Единственное, что несколько тревожило Сару, это поведение
команды. Каждую ночь она слышала доносящиеся из матросского кубрика шум и
крики, и Сет Джордан сказал ей, что матросы каждую ночь пьют ром. Он был
основательно напуган этим обстоятельством и даже настоял на том, чтобы Сара и
Марта не покидали своих кают после ужина.
Прошло еще несколько дней, и торговцы, слегка оправившись от
морской болезни, стали появляться на палубе. Как правило, они стояли возле
борта, не рискуя отходить слишком далеко на случай рецидива болезни, однако,
если судить по тому, как оживленно они переговаривались, все они уже вполне
освоились с постоянным покачиванием палубы под ногами. Время от времени к ним
подходил и капитан Маккормик, старавшийся подбодрить своих пассажиров, и тогда
Сара слышала обрывки шуток и взрывы веселого смеха.
Несмотря на некоторую внешнюю грубоватость, капитан оказался
очень внимателен и предупредителен к пассажирам.
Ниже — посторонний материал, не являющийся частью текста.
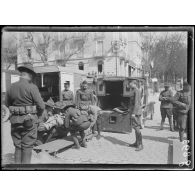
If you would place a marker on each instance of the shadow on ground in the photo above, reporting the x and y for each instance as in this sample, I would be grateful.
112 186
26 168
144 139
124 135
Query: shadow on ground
157 128
157 139
8 158
115 141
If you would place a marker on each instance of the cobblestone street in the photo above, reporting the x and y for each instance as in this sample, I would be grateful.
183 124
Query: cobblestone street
113 148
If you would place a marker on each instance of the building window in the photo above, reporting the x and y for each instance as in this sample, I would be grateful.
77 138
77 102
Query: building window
81 66
129 71
100 66
29 53
99 48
Как-то он заглянул и к Саре,
чтобы поболтать с ней о том, о сем, и она узнала, что Маккормик родом из Уэльса
и что на острове Уайт у него осталась семья: жена и десятеро детей. Он редко
видел их — по его собственному признанию, капитан не был дома уже два года.
Их разговор носил непринужденный и откровенный характер,
однако капитан все же умолчал о том, что по временам — особенно когда Сара
выходила на палубу — ему бывало трудно сосредоточиться на управлении судном.
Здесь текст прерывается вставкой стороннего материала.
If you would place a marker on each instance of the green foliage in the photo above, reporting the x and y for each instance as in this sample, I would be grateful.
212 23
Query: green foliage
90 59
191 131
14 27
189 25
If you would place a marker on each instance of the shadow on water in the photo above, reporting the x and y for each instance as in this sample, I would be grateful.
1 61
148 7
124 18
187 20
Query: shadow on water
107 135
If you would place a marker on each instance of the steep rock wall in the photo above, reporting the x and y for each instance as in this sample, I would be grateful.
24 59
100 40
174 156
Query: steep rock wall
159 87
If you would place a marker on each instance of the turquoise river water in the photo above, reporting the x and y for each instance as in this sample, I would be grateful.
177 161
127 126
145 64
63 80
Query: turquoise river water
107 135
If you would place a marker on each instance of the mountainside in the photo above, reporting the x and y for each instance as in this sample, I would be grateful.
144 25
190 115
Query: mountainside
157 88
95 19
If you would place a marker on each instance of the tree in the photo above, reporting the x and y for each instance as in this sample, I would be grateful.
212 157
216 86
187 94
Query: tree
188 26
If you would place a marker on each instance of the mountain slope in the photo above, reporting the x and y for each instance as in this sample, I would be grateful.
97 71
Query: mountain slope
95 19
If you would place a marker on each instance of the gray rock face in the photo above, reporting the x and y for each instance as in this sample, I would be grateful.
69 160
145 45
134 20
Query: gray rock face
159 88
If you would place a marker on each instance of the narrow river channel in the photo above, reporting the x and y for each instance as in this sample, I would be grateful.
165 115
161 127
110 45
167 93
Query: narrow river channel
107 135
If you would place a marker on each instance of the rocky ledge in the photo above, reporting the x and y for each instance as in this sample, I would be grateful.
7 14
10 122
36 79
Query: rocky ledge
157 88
Хрупкая красота этой молодой женщины совершенно очаровала старого морского
волка, и он все чаще и чаще ловил себя на том, что любуется ее живым,
одухотворенным лицом, которое становилось то мечтательно-счастливым, когда она
смотрела куда-то вдаль, то углубленным и сосредоточенным, когда она склонялась
над своим дневником.
На своем веку капитан Маккормик повидал немало женщин, но
Сара была совсем особенной. Ее красота способна была воспламенить любого
мужчину с первого взгляда, и несчастный уже не мог забыть ни ее голубых глаз,
ни ее тонких черт, ни изящной, грациозной поступи. Каким-то образом в ней
уживались внутренняя сила и покорность, что делало ее вдвойне привлекательной.
Самое главное, однако, заключалось в том, что сама Сара совершенно не отдавала
себе отчета в том, какое впечатление она производит на мужчин.